More than halfway into the 3.2-mile run, Alex doubled back to make sure none of the runners had been left behind. When everyone finally reunited where they started—at a street corner in front of Communidad Taqueria on Highland Avenue—he congratulated them with a fist bump.
Sitting down for a bowl of sopa de polla roja afterwards was 21-year-old Sara Rodrizuez, one of the runners, and founder of her own run club, Millas por Dias. “In this generation, there’s so much technology now, you know, the apps and Instagram and Facebook. I think people are getting to a point where it’s kind of like, I can’t do this anymore,” she said. “We’re human, and we were made to see people face-to-face,” she said. “I feel like sometimes our parents, you know, they provide us everything that they can, but it gets to a point where you need to look for that internally and be like: What am I missing? And I think it’s community, and that’s what people are turning to.”

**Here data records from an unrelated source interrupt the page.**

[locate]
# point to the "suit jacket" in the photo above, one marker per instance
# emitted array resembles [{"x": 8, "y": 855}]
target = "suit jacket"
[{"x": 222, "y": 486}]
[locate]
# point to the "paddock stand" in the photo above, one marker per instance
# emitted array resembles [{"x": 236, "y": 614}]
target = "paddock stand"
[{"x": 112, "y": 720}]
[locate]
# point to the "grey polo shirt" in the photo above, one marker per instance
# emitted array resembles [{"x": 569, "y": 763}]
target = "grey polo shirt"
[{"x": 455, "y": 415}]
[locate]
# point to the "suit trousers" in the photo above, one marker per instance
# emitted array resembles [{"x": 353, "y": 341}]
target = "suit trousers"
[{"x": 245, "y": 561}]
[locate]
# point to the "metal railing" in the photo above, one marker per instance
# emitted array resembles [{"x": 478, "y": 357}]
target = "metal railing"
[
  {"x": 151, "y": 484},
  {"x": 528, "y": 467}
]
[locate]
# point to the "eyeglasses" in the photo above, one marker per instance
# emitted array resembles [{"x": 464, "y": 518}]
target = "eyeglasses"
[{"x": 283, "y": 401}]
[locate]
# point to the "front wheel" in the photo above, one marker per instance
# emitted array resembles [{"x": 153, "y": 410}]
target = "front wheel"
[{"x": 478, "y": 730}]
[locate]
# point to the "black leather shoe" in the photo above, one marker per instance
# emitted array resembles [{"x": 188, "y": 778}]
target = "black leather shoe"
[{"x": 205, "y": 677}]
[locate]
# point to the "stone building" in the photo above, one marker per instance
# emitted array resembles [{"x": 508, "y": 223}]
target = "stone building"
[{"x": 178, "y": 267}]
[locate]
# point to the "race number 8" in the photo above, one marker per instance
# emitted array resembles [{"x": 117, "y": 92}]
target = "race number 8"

As runners lined up for drinks from the Colombian pop-up Enid Coffee and music by DJ Zocalo—a friend of Alex’s who plays Latin tunes in the taqueria—it became clear that that sense of community was exactly what was being built.
“We’ve been able to be a space where they can kind of plug in and build out their own kind of sense of community,” said Alex. “That’s kind of been the best part about this.”